There are two systems of bookkeeping most used today: the accrual method and the cash method. Though both are utilized, the accrual method is more accurate to the financial status of a company and is the favoured option for companies earning more than $5 million in sales per year. In the accrual method, financial information is reported in the accounting period in which transactions occurs. In the cash method, financial information is reported when cash payments occur.
In the accrual method, revenues are reported when they are earned, as opposed to when the cash is received. When payables are incurred, they are reported as liabilities. Net income comes from earned revenues and incurred expenses in that accounting period. Expenses are reported when best matched with revenues or when fully used. When earned, receivables are reported as assets. Since financial information such as assets, liabilities, and the amount of stockholders’ equity is reported in the accounting period in which transactions occur, the balance sheet is therefore more accurate. In generally accepted accounting principles, the accrual method is the required form.
In the cash method, revenues are not reported until cash is received. When payables are incurred, they are not reported as liabilities. Rather than based on earned revenues and incurred expenses during the accounting period, net income focuses on cash receipts and cash disbursements. Once cash is paid, expenses are reported. Since financial information is reported when cash payments occur, the balance sheet may omit certain assets and liabilities, leading to less accurate information during that accounting period. As such, the cash method may violate the matching principle of accounting and is more appropriate for small companies. However, certain small companies are able to utilize the cash method and receive income tax benefits.
For example, an engineering firm provides parts to a customer on July 30 for the amount of $3,000. A sales invoice is prepared, dated on July 30, and requires the sum in thirty days. Using the accrual method, the engineering firm has earned $3,000 in revenue and has earned a $3,000 receivable on July 30. That same day, the engineering firm purchases $500 of materials and an invoice is received, but will not be paid until August 3. Using the accrual method, the firm has incurred a $500 expense and a $500 liability.
On July 30, the engineering firm has earned $3,000 in revenue, incurred a $500 expense, and has earned a $2,500 net income. However, if the cash method is used, there will be no revenue, expenses, or net income reported in the July income statement. The $3,000 revenue could be reported in September if the customer pays in forty days. The $500 expense will be reported in August when the materials are paid for.
Therefore, the accrual method is more accurate than the cash method in reporting the revenues and expenses of July 30.
Advantages and Disadvantages of Accrual vs Cash Based Methods
In bookkeeping, there are two commonly used methods: accrual and cash based.
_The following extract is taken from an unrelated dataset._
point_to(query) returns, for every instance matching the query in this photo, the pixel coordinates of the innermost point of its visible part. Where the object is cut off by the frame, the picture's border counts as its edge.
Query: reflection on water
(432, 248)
The method you choose depends on your business and level of income. Many small businesses have a choice of either the accrual or cash based method. If income is above $5 million, the accrual method must be used. Also, if a business’s inventory of items for sale to the public and gross receipts are over $1 million, the accrual method must be used. Inventory includes merchandise sold and supplies intended for sale.
With accrual and cash based bookkeeping, neither method provides a complete picture of the financial status of a business. While the accrual method provides an accurate depiction of the daily transactions of a business, it may be inaccurate in terms of cash reserves, hindering cash flow. For example, if there is a delay between making a sale and earning revenue from that sale, the income ledger will be inaccurate for that accounting period.
Utilizing the cash based method will provide a more accurate depiction of a company’s cash amount, but may be less accurate when depicting long-term profitability. For example, the cash method may reveal uneven months of profit as delayed revenue is collected.
Choosing either method will affect tax deductions at the end of the year. If expenses from one tax year are not paid until the next, those expenses cannot be claimed as deductions using the cash method. However, because transactions are recorded when they occur as opposed to when payment is received, deductions can be claimed using the accrual method.